The first seminar, titled "Same-sex Love in Chinese Literature," had been scheduled for March 6. "By this action, the government indicates once again that they will deny gay people due respect, equality, and civil rights," Heng said.
A permit is required for any public gathering of five or more people and for virtually any form of public speech or entertainment in the country. In a March 4 letter to the group, the police said the talks--involving academics, critics and theater producers--would be "contrary to public interest," the theater group's artistic codirector, Richard Chua, said. "In Singapore today, gay people can go to bars, saunas, and dance at a party on National Day in huge numbers," Heng said. "Nothing so far has shown that these things are 'contrary to public interest,' so why should an academic discussion of gay literature be?"

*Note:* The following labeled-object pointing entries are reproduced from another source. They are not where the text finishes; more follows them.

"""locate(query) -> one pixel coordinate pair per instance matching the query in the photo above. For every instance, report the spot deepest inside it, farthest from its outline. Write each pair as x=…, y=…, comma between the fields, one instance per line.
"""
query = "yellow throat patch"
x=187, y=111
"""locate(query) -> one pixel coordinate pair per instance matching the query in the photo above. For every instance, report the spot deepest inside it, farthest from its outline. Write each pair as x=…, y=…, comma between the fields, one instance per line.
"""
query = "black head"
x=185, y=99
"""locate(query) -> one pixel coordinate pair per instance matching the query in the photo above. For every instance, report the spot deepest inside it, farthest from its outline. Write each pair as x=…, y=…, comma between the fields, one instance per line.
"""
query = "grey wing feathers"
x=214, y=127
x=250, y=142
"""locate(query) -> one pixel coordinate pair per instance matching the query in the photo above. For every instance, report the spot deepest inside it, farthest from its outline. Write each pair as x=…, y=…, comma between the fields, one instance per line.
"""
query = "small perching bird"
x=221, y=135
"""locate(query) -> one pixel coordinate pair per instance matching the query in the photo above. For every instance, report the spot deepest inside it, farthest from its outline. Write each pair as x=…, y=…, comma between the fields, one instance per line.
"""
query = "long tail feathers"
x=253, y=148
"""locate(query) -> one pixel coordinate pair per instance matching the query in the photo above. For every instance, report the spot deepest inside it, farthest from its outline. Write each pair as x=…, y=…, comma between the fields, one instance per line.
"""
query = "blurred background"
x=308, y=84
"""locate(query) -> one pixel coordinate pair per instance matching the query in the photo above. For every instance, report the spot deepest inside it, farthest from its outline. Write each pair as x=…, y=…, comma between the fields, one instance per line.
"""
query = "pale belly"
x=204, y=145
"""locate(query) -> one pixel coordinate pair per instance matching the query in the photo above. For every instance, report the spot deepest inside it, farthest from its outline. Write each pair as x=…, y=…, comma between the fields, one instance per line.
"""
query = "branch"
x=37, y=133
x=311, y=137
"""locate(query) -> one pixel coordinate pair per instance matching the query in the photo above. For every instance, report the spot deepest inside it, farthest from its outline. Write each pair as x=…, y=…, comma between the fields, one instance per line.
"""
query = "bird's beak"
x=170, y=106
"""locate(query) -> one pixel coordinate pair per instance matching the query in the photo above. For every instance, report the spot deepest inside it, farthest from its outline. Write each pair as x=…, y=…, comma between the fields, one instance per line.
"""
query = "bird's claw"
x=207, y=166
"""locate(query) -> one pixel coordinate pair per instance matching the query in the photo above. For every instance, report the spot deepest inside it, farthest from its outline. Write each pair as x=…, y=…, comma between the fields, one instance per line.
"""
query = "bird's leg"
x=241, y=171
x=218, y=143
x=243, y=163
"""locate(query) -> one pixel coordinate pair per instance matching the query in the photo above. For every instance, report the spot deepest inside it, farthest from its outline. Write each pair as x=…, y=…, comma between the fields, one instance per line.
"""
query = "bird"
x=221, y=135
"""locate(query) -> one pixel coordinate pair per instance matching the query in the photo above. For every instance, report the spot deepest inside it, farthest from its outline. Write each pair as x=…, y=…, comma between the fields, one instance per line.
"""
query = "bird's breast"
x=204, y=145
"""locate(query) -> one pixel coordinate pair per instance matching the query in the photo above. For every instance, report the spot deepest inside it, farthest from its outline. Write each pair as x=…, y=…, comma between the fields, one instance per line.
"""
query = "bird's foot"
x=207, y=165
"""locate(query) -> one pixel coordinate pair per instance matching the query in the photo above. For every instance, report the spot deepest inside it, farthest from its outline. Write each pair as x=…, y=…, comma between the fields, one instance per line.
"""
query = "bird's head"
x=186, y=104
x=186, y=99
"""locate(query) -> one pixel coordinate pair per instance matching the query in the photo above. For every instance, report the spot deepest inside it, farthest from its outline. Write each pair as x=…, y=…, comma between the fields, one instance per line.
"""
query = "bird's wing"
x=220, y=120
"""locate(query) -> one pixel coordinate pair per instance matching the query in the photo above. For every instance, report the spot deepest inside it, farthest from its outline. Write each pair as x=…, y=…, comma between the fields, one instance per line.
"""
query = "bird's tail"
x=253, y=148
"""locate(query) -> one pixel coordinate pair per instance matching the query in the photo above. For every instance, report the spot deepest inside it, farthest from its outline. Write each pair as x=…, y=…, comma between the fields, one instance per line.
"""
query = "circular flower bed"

The police confirmed in a written statement that they had refused the permit, but did not expand on the reasons why. While homosexual acts are illegal according to Singapore's loosely defined Penal Code, there is no law in Singapore that explicitly bans the promotion of homosexuality. Singapore has taken small steps to extend rights to gays in the famously straitlaced country. Prime Minister Goh Chok Tong said last year that his government would begin hiring openly gay people--something that had been rejected in the past because homosexuality was considered a violation of conservative Asian norms.